There he met Rebecca "Becky" Lang (1808–1891), and after a brief courtship they were married at Rome by her stepfather, Lemuel Mallory (1763–1851), on April 4, 1824.
Joshua and Rebecca Huckeby were the parents of nine children, three sons and six daughters: Mary Ann (1826–1864), Rachel Littell (1828–1883), Eliza Ellen (1830–1901), Elizabeth (c.1833–1852), John Lang (1835–1882), William Lamb (c. 1838–1903), Sarah Jane (1840–1852), Isabelle (1845–1909), and Thomas Jefferson (1847–1849).
From 1854 to 1856, he served as prosecuting attorney for the 3rd Indiana District Common Pleas Court, discharging his duties with marked ability, and for several years thereafter practiced his profession with vigor and success.
His knowledge of the roads, streams and by paths, the ravings and hollows, the school houses and places of public resort in Perry county was surpassed by no one.
His grandson, Thomas James de la Hunt, Jr. (1866–1933) wrote this of his grandfather, "He was a marked example of the Old School politician, violently unrelenting in many inherited prejudices, and always delighting to dwell reminiscently upon the political triumphs of those early years when–it was his favorite boast–he knew every man in Perry County, his politics, his religion, and the nighest way to his house."
In the 1860 presidential election, Huckeby's southern birth and conservatism allied him with the Constitutional Union Party, and he was placed upon the Bell and Everett ticket as elector for the First District of Indiana, to which Perry County then belonged.
His wife, Rebecca, was a distant cousin of John Henninger Reagan of Texas, Postmaster General of the Confederate States of America.

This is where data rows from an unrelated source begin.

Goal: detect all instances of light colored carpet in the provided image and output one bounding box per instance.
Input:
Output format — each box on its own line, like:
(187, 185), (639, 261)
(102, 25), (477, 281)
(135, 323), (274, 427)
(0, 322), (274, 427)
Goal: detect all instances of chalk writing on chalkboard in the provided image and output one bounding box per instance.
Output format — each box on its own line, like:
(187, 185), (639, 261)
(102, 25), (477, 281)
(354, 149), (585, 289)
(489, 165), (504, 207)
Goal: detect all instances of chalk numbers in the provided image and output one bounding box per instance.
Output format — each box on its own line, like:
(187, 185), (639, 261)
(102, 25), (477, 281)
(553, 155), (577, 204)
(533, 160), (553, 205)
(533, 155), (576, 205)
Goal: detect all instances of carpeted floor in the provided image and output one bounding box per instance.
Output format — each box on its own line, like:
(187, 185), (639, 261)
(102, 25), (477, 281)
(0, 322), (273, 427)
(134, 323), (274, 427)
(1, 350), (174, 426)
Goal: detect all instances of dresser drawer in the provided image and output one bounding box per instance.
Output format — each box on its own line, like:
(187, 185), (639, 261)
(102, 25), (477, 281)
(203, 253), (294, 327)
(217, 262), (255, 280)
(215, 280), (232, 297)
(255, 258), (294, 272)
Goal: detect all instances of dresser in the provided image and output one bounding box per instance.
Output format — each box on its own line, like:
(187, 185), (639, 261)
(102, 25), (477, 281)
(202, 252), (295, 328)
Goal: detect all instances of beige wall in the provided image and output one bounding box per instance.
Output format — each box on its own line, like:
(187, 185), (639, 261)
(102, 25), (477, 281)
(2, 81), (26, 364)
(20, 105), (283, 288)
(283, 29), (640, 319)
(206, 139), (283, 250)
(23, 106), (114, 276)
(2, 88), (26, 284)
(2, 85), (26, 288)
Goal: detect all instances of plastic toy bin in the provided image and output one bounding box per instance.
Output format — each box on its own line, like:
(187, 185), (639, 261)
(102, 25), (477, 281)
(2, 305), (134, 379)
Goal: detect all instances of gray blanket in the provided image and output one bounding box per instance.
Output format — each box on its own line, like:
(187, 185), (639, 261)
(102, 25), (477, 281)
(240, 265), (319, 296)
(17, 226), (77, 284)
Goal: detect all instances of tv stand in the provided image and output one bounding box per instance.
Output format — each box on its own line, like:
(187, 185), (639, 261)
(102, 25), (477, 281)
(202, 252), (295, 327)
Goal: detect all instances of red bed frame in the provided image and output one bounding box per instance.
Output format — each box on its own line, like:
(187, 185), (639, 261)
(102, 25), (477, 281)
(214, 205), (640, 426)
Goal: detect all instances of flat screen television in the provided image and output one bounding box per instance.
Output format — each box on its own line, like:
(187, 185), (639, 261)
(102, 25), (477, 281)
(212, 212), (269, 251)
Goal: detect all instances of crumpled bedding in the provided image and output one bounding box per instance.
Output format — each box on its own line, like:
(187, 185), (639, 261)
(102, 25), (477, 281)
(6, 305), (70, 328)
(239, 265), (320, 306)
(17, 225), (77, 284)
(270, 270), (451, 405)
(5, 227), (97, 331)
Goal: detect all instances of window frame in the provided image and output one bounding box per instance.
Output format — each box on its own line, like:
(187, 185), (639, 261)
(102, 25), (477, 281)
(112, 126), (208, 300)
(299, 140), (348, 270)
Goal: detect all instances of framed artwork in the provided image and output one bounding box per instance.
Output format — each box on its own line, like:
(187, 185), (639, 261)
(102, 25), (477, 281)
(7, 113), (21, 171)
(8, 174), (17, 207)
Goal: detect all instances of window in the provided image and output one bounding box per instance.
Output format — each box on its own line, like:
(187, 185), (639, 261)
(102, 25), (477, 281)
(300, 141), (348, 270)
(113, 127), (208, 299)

In 1864, Huckeby entertained Captain Edmund Morgan of the United States Navy paddle steamer USS Springfield at his home, the Virginia Place.
His daughter, Rachel Littell (Huckeby) Mason was president of the Ladies' Patriotic Aid Association which supplied the Quartermaster-General at Indianapolis with much needed clothing for soldiers.
His youngest daughter, Isabelle Huckeby, married Major Thomas James de la Hunt, Sr. (1835–1872) after the Civil War.
His grandson, Thomas James de la Hunt, Jr. (1866–1933) was a well-known writer and newspaper columnist.